Japanese brewery Ozawa Shuzo hums with activity as boxed bottles of sake are loaded onto trucks. However, due to a shrinking domestic market, more of it is bound for burgeoning overseas markets where the centuries-old drink is all the rage.
The small establishment has recently drawn interest from potential new customers in Thailand, Vietnam and South Korea, on top of a coterie of existing ones in the US, France and Singapore.
Sake, a fermented drink made of rice, has hit hard times in its homeland amid changing tastes, but manufacturers are welcoming growing popularity overseas.
A steady flow of tourists visiting Ozawa Shuzo could be a sign of things to come.

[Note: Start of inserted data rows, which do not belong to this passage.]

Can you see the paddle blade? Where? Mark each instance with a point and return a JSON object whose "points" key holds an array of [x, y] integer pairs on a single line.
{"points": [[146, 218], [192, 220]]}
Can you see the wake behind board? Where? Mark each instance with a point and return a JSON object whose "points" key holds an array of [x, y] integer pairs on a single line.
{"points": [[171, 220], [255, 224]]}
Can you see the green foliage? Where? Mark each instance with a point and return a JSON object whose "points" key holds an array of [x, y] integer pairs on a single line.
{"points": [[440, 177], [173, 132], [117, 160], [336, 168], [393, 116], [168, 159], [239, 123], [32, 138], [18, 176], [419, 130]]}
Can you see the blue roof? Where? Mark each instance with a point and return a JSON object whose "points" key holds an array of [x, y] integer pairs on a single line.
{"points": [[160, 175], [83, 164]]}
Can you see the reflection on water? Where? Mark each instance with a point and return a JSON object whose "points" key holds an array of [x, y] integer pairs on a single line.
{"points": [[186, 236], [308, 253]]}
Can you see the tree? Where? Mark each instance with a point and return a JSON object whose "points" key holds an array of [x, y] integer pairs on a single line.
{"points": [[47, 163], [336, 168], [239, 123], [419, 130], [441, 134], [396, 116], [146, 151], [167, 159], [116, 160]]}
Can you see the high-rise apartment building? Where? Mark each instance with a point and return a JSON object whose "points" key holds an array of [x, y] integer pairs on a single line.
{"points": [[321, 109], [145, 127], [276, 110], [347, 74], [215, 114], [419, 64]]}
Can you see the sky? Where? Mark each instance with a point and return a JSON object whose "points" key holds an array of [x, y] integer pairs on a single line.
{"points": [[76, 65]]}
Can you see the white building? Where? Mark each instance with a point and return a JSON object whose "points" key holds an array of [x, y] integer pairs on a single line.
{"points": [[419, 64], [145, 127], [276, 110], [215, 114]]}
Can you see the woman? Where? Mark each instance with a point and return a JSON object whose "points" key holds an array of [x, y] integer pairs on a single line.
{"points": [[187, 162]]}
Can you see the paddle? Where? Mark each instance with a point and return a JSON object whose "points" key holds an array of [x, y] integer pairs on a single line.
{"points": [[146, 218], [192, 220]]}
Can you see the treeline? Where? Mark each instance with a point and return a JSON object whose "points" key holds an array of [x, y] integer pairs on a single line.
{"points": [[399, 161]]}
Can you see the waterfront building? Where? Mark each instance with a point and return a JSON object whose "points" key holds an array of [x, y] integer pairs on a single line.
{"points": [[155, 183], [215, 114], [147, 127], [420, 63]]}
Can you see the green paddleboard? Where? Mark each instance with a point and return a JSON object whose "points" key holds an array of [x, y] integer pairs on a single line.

“We cannot easily go abroad to explain what sake is all about, so by doing this [tours] at our brewery I hope visitors will get a better understanding of its value,” Junichiro Ozawa, president of 300-year-old Ozawa Shuzo, said at his brewery on Tokyo’s mountainous western fringe.
Underlining sake’s increasing global renown, the influential guide Robert Parker’s Wine Advocate this month issued ratings for the beverage.
Sake exports have doubled in the past decade to about 18,180 kiloliters, according to Japanese government figures, with the US the largest single foreign market, accounting for about one-quarter of the total.
Impressive growth, but that is just 3 percent of total shipments, suggesting plenty of room for further expansion abroad.
Major export destinations are Taiwan, the US, Hong Kong, China and South Korea, according to the Japanese Ministry of Agriculture, Forestry and Fisheries, making up 70 percent of the total.
Shipments to the fastest-growing market, China, shot up more than threefold between 2008 and last year, while they more than doubled to South Korea during that time.
In Hong Kong, where Japanese food and culture are popular, sake has been appearing on more and more restaurant menus in recent years.
“Compared to when I first started out in the business, people have increasingly become more interested in appreciating and learning more about sake,” said Stephen Tse, who manages a Japanese restaurant in Tai Hang, an upscale neighborhood in Hong Kong.
Authorities have actively pushed sake overseas, part of a “Cool Japan” strategy aimed at highlighting the country’s soft power, along with manga comic books and Japanese food.
“Exports are increasing thanks largely to the soaring popularity of Japanese cuisine overseas,” said an official familiar with the sake industry at the Japanese National Tax Agency.
Government data showed about 89,000 Japanese restaurants existed outside of Japan as of July last year, up sharply from 55,000 just two years before.
Japanese Prime Minister Shinzo Abe is more than happy to serve as promoter-in-chief for sake.
In 2014, he presented bottles of the brew from his home region to US President Barack Obama and in 2013 to Russian President Vladimir Putin.
Historical references to sake date to the eighth century, and the drink has played an important role in seasonal festivals.
Drinking it was believed to drive away impurities and evil spirits, according to an industry association.
However, despite its long pedigree and status as national alcohol, sake’s popularity in Japan has been waning as consumer tastes increasingly turn to Western beverages, including whiskey and wine.
Domestically, sake consumption dropped to about 557,000 kiloliters in 2014, compared with 746,000 kiloliters a decade earlier, the government said.
Younger Japanese see the drink as decidedly uncool.
“We have this image that sake is a drink for older men,” said Shinobu Yashiro, who was accompanying her mother on a visit to Ozawa Shuzo.
Rapidly aging Japan has no shortage of old men, but many have cut back on imbibing for health reasons, while companies trim the entertainment budgets that once financed all-night drinking sessions.
Sake sommeliers will be key to boosting sales overseas, said Haruyuki Hioki, president of the Sake Service Institute International.
The group has certified about 1,000 international sommeliers.
“Training people who can explain sake is key,” Hioki said. “Wine consumption is growing so much in Japan thanks to sommeliers and lots of media coverage, but many people overseas still don’t know much about sake.”